是勛心說你有必要那么著急嗎?他明白陶謙想要趕緊的通過撮合是、曹、麋三家聯姻,彌合曹宏兄弟和麋竺兄弟之間的矛盾,以免自己死了以后,兒子鎮不住場面,導致徐州生亂。可是也不用急在一時啊,難道你這老家伙認為自己連幾個月都熬不過去了,這就要掛?
他趕緊跪倒在地,致歉說:“還請三兄和使君原諒,小子尚不敢成親。”
是寬和陶謙都是一頭霧水,問他是什么意思。是勛早就胸有成竹,裝模作樣抹著眼淚稟報說:“先父辭世未足三年,小子尚在喪期,實實地不敢婚娶啊。”
是寬聽了一跺腳:“啊呀,此皆為兄之過也!”
東漢時候士大夫非常講究孝道,父親死后要披麻戴孝,守喪三年,三年當中即便按照不那么嚴格的規定,也是不能婚娶,不能過性生活的,嚴格一點兒還必須在墳墓前結廬隱居,要縮減飲食,不能參加任何娛樂活動。可是是勛是從樂浪逃出來的,不可能守著“老爹”的墳墓,路上也找不到合適的喪服替換,一直等到了北海是家,是儀跟堂弟氏伊毫無感情,害怕侄子滿身喪服的進進出出晦氣,就建議說先不必長時間“斬衰”了,服到年根兒下就得,等將來你把父母的靈柩移回老家來,那時候再結廬守喪,才真見孝子的哀思。

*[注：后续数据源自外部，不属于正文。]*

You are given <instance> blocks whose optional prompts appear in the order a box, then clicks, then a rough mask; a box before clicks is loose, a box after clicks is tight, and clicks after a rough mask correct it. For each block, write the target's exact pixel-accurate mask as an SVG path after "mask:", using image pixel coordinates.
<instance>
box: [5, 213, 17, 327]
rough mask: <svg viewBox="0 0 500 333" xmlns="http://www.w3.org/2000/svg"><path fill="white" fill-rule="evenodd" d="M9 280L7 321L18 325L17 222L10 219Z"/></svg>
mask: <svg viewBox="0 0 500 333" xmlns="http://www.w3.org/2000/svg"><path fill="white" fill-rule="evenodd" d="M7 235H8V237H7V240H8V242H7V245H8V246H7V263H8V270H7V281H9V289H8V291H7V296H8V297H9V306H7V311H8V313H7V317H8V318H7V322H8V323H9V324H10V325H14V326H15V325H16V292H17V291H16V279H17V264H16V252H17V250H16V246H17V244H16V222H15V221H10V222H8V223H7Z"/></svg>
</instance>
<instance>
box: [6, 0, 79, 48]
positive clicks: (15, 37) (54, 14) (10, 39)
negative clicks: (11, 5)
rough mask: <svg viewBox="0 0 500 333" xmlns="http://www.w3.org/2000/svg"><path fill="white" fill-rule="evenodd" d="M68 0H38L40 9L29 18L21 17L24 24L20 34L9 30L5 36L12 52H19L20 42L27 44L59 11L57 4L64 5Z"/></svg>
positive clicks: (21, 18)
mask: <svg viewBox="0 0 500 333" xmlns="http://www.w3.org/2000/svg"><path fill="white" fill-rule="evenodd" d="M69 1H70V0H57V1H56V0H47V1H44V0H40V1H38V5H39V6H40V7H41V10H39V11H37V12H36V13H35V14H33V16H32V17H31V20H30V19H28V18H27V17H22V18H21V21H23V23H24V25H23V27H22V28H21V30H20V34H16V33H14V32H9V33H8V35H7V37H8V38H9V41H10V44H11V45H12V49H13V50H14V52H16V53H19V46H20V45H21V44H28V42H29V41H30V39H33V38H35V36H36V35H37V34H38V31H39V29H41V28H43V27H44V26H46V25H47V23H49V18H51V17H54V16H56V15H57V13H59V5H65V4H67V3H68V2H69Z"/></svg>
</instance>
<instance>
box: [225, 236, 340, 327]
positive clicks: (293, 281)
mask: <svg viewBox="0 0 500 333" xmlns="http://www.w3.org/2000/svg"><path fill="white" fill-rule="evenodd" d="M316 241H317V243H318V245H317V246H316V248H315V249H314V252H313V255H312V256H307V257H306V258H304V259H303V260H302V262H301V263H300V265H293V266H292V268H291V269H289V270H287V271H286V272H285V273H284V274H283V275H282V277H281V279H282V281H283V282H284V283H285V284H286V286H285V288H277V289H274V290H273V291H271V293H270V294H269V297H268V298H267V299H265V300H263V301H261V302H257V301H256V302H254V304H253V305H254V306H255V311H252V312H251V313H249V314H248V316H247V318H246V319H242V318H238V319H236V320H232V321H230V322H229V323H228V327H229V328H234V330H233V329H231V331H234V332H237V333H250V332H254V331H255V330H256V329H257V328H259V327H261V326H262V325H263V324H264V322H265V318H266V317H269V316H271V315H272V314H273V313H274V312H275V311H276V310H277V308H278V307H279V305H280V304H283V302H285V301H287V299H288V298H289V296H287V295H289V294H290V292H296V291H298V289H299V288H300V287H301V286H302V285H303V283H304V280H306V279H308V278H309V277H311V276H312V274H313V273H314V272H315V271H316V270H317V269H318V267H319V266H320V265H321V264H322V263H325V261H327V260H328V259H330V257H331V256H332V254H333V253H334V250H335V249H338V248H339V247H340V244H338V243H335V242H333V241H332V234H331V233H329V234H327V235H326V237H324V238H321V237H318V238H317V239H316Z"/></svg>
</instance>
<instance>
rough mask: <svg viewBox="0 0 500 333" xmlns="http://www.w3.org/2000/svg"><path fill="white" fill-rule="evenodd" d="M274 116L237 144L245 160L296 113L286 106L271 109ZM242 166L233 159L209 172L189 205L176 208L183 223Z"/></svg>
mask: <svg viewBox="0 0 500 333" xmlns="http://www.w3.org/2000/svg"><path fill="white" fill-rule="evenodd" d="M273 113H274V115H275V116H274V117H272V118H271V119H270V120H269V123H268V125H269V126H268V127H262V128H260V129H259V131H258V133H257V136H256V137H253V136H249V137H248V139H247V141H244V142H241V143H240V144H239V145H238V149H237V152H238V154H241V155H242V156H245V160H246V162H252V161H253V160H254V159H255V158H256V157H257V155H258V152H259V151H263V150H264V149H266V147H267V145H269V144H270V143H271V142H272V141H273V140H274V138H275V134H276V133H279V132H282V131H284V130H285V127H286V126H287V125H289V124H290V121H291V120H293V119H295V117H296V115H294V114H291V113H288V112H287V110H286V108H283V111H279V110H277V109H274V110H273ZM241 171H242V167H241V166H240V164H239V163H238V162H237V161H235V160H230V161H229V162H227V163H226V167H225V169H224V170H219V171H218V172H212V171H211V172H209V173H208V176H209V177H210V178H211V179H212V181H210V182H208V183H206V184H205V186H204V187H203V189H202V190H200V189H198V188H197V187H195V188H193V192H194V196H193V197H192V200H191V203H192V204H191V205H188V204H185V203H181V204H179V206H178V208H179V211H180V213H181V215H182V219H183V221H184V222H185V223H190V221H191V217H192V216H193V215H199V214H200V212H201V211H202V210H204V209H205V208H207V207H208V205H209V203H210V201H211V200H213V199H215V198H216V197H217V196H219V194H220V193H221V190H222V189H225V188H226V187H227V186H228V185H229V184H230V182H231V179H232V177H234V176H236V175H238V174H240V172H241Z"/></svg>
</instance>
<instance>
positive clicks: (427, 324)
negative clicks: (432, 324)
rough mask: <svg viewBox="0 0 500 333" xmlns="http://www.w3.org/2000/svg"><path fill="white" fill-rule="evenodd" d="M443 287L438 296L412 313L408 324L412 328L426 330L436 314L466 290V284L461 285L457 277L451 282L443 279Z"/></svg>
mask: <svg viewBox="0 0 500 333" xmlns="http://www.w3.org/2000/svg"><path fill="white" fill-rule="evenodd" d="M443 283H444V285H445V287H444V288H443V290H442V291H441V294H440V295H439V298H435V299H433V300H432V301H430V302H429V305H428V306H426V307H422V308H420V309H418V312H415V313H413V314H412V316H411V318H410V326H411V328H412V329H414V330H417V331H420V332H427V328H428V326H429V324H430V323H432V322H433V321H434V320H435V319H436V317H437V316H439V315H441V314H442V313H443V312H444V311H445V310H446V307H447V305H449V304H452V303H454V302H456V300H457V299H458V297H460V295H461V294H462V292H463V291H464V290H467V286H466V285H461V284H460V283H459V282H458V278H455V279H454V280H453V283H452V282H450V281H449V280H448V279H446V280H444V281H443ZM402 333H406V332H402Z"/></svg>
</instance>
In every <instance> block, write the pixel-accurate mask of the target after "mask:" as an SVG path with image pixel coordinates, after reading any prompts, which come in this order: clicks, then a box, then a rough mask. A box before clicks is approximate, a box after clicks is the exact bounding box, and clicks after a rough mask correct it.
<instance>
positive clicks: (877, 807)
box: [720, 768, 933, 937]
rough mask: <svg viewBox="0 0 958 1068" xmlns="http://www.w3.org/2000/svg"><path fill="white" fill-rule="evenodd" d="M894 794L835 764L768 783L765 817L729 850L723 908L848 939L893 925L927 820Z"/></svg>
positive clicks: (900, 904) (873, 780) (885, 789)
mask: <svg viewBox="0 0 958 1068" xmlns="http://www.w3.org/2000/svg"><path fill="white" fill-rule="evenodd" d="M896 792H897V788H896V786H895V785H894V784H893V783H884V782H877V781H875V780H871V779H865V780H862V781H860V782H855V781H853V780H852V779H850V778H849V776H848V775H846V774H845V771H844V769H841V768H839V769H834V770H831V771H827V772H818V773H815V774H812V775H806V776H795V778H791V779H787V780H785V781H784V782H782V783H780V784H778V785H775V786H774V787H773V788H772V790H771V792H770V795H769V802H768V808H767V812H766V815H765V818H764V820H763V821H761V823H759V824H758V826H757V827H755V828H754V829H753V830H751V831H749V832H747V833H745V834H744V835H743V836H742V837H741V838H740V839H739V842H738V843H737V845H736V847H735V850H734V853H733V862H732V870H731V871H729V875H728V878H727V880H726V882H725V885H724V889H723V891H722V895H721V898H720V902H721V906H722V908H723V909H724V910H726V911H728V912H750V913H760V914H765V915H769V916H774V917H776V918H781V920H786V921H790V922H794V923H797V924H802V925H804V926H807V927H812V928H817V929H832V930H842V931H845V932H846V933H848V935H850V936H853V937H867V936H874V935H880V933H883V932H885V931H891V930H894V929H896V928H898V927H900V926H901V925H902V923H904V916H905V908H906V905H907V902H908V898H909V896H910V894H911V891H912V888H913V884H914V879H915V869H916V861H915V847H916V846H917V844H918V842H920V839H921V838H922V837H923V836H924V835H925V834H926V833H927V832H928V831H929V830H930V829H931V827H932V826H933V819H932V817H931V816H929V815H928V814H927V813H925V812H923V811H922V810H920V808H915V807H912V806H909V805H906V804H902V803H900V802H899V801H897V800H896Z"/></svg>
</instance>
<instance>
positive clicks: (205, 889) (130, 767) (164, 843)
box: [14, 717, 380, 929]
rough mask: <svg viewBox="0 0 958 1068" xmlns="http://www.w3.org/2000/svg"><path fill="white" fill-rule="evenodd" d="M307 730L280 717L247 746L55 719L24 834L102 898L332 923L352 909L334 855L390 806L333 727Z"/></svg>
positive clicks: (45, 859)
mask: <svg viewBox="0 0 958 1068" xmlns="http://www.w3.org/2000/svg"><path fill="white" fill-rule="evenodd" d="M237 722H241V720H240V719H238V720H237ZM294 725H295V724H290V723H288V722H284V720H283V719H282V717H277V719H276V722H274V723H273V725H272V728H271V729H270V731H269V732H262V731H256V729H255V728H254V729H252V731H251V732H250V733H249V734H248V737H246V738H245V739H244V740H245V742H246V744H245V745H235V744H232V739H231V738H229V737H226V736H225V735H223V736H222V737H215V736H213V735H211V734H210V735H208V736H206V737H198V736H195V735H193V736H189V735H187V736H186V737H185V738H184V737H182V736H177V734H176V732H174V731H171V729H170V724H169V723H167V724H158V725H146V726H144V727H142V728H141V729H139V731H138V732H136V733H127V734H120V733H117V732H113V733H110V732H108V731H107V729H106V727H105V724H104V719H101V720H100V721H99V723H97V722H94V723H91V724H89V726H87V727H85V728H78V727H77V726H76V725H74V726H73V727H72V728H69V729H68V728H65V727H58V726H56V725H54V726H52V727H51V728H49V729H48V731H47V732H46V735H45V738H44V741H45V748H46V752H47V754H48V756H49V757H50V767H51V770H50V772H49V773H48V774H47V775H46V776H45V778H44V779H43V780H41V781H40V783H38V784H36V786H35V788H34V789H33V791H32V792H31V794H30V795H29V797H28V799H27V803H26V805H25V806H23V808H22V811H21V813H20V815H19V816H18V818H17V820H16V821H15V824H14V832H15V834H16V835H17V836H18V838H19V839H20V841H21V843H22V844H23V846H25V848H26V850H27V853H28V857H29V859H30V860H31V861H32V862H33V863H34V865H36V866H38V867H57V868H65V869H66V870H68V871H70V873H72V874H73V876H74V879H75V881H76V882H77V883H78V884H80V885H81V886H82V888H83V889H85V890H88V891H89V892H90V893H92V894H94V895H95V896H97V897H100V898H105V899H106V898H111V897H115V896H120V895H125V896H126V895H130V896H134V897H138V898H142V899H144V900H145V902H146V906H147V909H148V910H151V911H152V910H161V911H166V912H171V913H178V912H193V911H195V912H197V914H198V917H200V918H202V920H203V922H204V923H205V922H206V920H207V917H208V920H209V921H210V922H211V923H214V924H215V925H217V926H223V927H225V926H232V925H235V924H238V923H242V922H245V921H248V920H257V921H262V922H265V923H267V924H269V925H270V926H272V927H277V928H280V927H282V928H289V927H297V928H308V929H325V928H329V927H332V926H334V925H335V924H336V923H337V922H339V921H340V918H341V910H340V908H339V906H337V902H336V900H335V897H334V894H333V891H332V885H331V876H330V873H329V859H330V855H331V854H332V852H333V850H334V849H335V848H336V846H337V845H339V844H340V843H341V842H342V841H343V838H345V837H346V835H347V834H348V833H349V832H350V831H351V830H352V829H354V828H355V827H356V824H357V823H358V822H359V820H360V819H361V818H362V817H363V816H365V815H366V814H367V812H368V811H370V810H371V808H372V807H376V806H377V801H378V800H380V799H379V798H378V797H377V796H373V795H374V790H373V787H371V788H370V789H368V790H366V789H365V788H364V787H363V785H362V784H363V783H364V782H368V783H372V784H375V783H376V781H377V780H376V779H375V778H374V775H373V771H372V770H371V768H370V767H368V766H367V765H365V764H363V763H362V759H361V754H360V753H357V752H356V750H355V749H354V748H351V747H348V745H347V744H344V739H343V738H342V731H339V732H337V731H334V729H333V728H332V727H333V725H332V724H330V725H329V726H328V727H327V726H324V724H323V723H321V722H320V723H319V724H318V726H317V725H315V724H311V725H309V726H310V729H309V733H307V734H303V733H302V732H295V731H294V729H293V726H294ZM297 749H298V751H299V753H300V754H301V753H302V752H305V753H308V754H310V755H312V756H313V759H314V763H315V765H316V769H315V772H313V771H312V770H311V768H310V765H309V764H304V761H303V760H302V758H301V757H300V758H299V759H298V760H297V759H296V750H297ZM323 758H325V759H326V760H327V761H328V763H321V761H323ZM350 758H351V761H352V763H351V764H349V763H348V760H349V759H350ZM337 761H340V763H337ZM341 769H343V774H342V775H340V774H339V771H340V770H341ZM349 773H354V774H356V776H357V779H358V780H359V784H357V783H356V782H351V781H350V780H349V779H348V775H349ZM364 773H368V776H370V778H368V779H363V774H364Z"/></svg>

一方面是儀是大家長,他說什么就是什么,另方面這是勛不是真的是勛,對氏伊沒什么感情,也不愿意連續三年穿喪服,所以當即應允。時間一長,大家伙兒都把這事兒給忘了,尤其是是寬,估計腦子里壓根兒就沒有這根弦。
就是是勛本人,也得到絞盡腦汁想推諉跟曹家的婚事的時候,才終于想起這碴兒來——要不然當初推辭陶謙的征辟,就可以用這理由了,而不用假裝自己有多么的虛心向學。當下把前因后果一說,陶謙就問:“應當何時除服?”是勛回答說:“先父初平元年年終辭世,才剛一年而已。”
陶謙的臉色立刻就沉了下來,轉頭望向是寬。是寬有點兒手足無措,倒是陳登腦筋轉得快,趕緊在旁邊打圓場,說:“既然日后再補喪期,則此時定下婚事即可,待兩年后再成禮不遲——難道這兩年之間,是、曹兩家會悔婚不成么?”陶謙點點頭:“也只好如此了。”
等到告辭出門,陳登把是勛拉到一旁,避開是寬,直截了當地問他:“宏輔,你是不想娶曹氏女吧?什么緣故?”
是勛聞言一驚,心說不愧是陳元龍,這腦筋轉得實在太快啦!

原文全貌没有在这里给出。